Very little is known about Malaclypse the Elder, the namesake of Mal-2. The Principia Discordia merely mentions him as a "non-prophet" and that he was mistaken for a doomsayer when carrying a sign that read "DUMB."

==Illuminatus!==

Malaclypse the Younger also appears in The Illuminatus! Trilogy by Robert Shea and Robert Anton Wilson. According to Illuminatus!, he founded the Norton Cabal, and then left the cabal to join the very esoteric Erisian Liberation Front. The character Dr. Ignotum P. Ignotius says the last thing Mal-2 wrote before he left for the ELF was, "Everybody understands Mickey Mouse. Few understand Hermann Hesse. Hardly anyone understands Albert Einstein. And nobody understands Emperor Norton." This is the slogan of the Joshua Norton Cabal of San Francisco.

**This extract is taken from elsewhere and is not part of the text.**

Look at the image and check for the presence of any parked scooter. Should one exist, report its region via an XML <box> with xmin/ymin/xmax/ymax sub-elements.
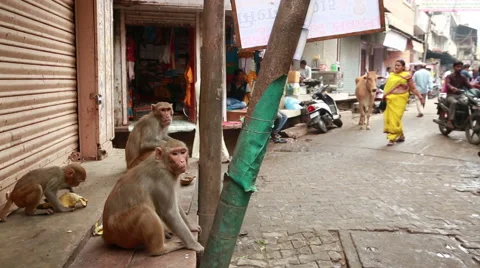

Malaclypse the Elder has an even larger role in The Illuminatus! Trilogy. In fact, he is an important shape-shifting character in the book, posing as Jean-Paul Sartre, Billy Graham, and the Devil. According to Malaclypse the Elder himself, he is a 4th century B.C. Erisian priest (who was also prepared to perform services to Hermes, Dionysus, Heracles, Aphrodite, Athena, and Hera) who achieved "transcendental illumination" in the course of the massacre at Melos in 415 BC. The Illuminati believe that death releases a certain form of energy. Given enough death and a person intent on capturing said energy, a person may be transformed into an immortal, immaterial being, or so the plot element goes. Malaclypse the Elder also posed as Jesus after Jesus was crucified. In the form of Jesus, he introduced Bingo, but asked Luke to not record it.

==Bibliography==
- Malaclypse the Younger. Principia Discordia , 1st Edition, p. A7.
- _____. Principia Discordia, 4th Edition, 1980, Loompanics Unlimited. Introduction by Robert Anton Wilson. Afterword by Greg Hill.
- _____. Principia Discordia, 5th Edition, 1991, IllumiNet Press. Introduction by Kerry Thornley.